Gilles : Très beau livre grec qui mêle une histoire romantique avec une issue tragique. Tout d'abord, l'initiation amoureuse des 2 jeunes personnages est rendue magnifiquement avec beaucoup de pudeur et une grande sensualité. La guerre et la déportation de la jeune fille juive va assombrir définitiement cette belle histoire. Histoire probablement vécue par l'auteur, écrite longtemps après, relatant une période noire de la Grèce pendant la 2ème guerre mondiale notamment à Thessalonique, ville concentrant les juifs pour les déportations. Livre en contrepoint de l'oubli du passé d'une société grecque dans lequel les moments de bonheur ont été engloutis.


Critique : Parce qu'il ne l'a jamais oubliée, parce qu'il l'a cherchée dans toutes les femmes qu'il a étreintes depuis ce jour de 1943 où Gioconda a été emmenée pour ne plus jamais revenir, Nìkos Kokàntzis l'a immortalisée dans un magnifique récit où il relate sans pudeur mais avec beaucoup de respect leur initiation amoureuse à tous deux dans une Grèce puritaine et traditionnelle à qui la guerre a autorisé quelques libertés, tant qu'elles restaient secrètes. Bien entendu. Dans une Thessalonique assiégée par les Allemands, deux enfants s'aiment. Ils ont dix ans. Puis, un jour treize. La guerre est là, autour, menaçante. Mais l'amour est plus fort que la guerre, plus fort que les lois parentales, plus fort que tous les interdits religieux, plus forts même que la raison. Et c'est à cet amour que Nikos et Gioconda vont répondre. de toute leur âme. Avec le cœur. Mais aussi le corps. Parce que cet amour doit s'inscrire. Par des baisers, des étreintes, des caresses jusqu'à l'ivresse. Jusqu'à l'inéluctable. Mais Gioconda ne reviendra pas d'Auschwitz. Et Nikos aura toute sa vie pour se remémorer le moindre détail. En a-t-il inventé certains au fil des trente années qui séparent l'histoire de l'écriture ? Peut-être. Mais qu'importe. le récit de cette initiation amoureuse est à la fois sensible et sensuel. Un livre magnifique.


Extraits

Ce que très peu de gens trouvent dans toute leur existence, alors que tous le recherchent obstinément, m'avait été donné, par faveur spéciale, dès le début de ma vie. Depuis je n'ai pas cessé, je crois, de vouloir la retrouver dans chacune des femmes que j'ai approchées. Voilà ce qui explique sans doute cette recherche sans fin, ces innombrables visages nouveaux, cette solitude.

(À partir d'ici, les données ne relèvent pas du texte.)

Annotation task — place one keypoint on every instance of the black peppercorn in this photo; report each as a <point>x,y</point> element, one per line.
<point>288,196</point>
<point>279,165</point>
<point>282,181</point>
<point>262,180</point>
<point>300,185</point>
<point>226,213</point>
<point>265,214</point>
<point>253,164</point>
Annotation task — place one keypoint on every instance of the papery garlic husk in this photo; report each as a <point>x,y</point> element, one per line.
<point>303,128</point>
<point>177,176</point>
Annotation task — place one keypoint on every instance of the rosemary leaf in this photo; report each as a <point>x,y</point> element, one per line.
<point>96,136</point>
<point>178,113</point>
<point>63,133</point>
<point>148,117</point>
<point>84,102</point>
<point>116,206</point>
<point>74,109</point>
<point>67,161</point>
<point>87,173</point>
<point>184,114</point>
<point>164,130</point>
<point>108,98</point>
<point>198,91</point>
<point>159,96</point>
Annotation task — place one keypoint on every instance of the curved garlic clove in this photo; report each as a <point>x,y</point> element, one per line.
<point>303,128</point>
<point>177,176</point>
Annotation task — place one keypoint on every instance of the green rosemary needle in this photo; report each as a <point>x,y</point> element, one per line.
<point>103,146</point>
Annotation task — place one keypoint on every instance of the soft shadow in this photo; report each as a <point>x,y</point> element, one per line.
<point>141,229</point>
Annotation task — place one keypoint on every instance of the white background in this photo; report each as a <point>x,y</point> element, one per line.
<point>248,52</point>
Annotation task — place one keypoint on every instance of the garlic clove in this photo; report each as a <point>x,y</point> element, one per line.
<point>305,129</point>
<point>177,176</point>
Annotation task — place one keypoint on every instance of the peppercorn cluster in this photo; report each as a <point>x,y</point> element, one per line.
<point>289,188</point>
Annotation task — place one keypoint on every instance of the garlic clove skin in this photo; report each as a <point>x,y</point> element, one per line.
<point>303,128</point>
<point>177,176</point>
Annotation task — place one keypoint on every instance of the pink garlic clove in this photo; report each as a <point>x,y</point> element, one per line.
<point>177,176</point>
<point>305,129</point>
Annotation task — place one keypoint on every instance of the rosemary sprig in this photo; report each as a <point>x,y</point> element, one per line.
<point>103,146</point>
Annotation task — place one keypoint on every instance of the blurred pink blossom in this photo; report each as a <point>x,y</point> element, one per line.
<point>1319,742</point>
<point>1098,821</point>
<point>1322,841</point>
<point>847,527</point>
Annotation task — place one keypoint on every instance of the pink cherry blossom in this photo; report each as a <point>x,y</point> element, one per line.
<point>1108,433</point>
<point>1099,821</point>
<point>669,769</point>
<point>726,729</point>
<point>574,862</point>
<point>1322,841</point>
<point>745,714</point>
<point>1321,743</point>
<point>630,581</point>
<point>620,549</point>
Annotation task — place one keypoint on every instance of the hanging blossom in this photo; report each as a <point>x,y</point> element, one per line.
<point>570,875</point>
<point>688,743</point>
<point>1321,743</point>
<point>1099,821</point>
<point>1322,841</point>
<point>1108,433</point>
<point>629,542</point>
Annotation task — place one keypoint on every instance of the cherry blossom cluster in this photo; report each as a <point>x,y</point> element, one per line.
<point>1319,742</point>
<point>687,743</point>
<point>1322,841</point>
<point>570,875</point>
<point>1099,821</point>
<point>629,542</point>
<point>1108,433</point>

... dans ce temps si bref se concentraient le plaisir et l'émotion d'heures et de jours entiers qui, nous ne le savions pas encore, allaient donner un sens à notre vie, et remplir le vide laissé par mon amie quand elle serait partie à jamais. Je m'en souviens avec la plus profonde reconnaissance et je prie pour que le cauchemar des derniers mois de sa vie ait été adouci, ait perdu un peu de son horreur, grâce au souvenir de ces instants, à la plénitude de notre vie pendant ces derniers mois terrifiants et magiques. Je ne le saurai jamais...


Quand les premières rumeurs se confirmèrent, et que l'on sut imminent le rassemblement des juifs dans des camps de concentration, mon père proposa de cacher Gioconda quand sa famille devrait partir, et de la garder tant qu'il faudrait - et nous avions de bonnes chances de ne pas nous faire prendre. Mais son père et sa mère, quoique profondément émus, refusèrent sans discussion de s'en séparer. Et quand je lui demandai de ne pas leur obéir et de rester avec nous, contre leur volonté si nécessaire, la priant, la suppliant, lui disant qu'elle n'avait pas le droit de sacrifier sa vie, notre amour et nos rêves, elle me répondit tranquillement , avec une sérénité de mort que oui, sa vie loin de moi n'aurait plus aucun sens, en dehors des souvenirs qu'elle emporterait avec elle, et de l'amour qu'elle garderait - mais il lui était impossible de laisser ses parents, ses frères et sœurs marcher vers leur destin alors qu'elle-même resterait à l'arrière pour sauver sa peau.